Australians Simulate Airbus 380 Near Disaster
Published by Julia Volkovah under air safety, airlines on 6:14 AMLast fall, shortly before Qantas Flight 32 gave a hairy, scary ride to 446 people on the Airbus A380, I was invited to tour the Airbus Training Center in Miami, Florida, given a detailed tutorial on the Airbus design and safety philosophy and just for fun - allowed to pilot the A340 simulator.
These high-tech simulators can be programmed to fly any flight when the data has been captured, so we flew USAirways Flight 1549, better known now as the "miracle on the Hudson". This was, at the time, the most famous example in aviation of turning chicken s**t into chicken salad.
Airbus and Chesley Sullenberger may differ over how important the fly-by-wire design was to the successful water landing of the A320 after geese disabled both of the airliner's engines. But the point is that the opportunity to analyze and re-analyze the flight through simulators is beneficial, hindsight being 20/20 and all that.
Photo courtesy ATSB |
Of course, the tan I acquired in Miami was barely fading when USAirways Flight 1549 was eclipsed on November 4, 2010 by the near disaster of Qantas Flight 32, the result of another engine failure, this one endogenous. Within weeks, investigators with the Australian Transport Safety Bureau determined that a burst engine disk on the left inboard engine was the result of a manufacturing defect in the production of the Rolls Royce Trent 900 engine.
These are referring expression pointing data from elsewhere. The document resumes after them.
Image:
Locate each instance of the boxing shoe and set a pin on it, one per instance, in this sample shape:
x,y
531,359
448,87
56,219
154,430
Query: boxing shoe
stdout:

So the passengers and flight crews who have or will in the future be traveling on the mammoth A380 - now the world's largest passenger jet - should take comfort in knowing that the ATSB has been flying simulations too.
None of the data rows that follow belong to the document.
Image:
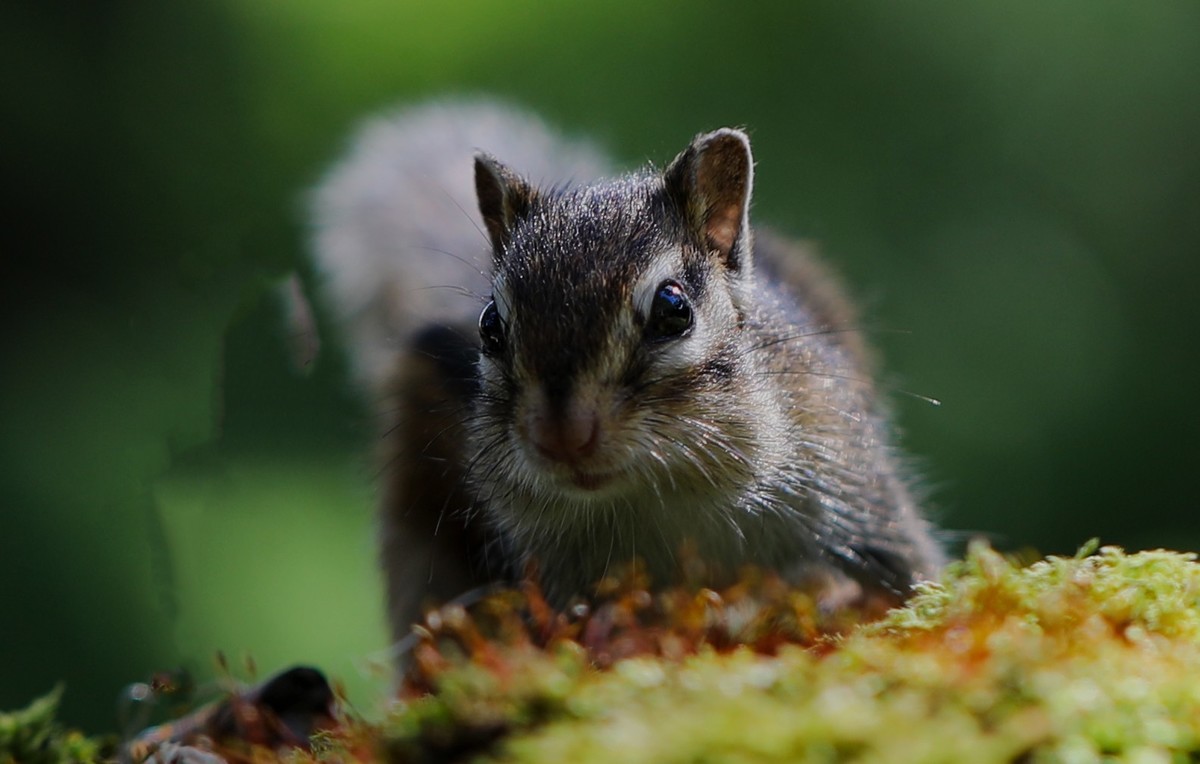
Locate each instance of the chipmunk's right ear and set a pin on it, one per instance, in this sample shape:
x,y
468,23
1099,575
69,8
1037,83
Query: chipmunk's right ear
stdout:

I've been blogging for a while about how this accident seems to implicate more than the engines, it raises concern about the airplane itself. Capt. Richard de Crespigny, commander of the five man crew (and who now can choose among several media-bestowed nicknames, Capt. Courageous, Capt. Marvel and my personal favorite, Capt. Fantastic) flew the plane in crisis with this help for two hours that day in November. He continues to praise the A380 for holding up while error messages spat out of the flight computer at a startling clip. Still, the overriding question remains; why did so many things go wrong?
In an announcement today, the ATSB promised it is still looking for the answer. By examining the damage to the plane and its systems it hopes "to understand its effect on those systems and the impact on flight safety. That includes their effect on the aircraft's handling and performance and on crew workload."
The airlines that fly the Airbus A380, Lufthansa, Air France, Emirates, Singapore, and soon, others, consistently fly them with two-person crews. Only luck or Providence is responsible for the fact that on the Qantas flight five highly experienced airmen were on the flight deck trying to sort out the problems.
So before the investigators wrap up the Flight 32 investigation, they should be darn sure Qantas Flight 32 isn't written up as a near-disaster, successfully completed by a crew of heroes and an exceptional plane. They should fly the simulator and make sure that this airplane isn't too big and too complicated for two pilots to handle when things go wrong.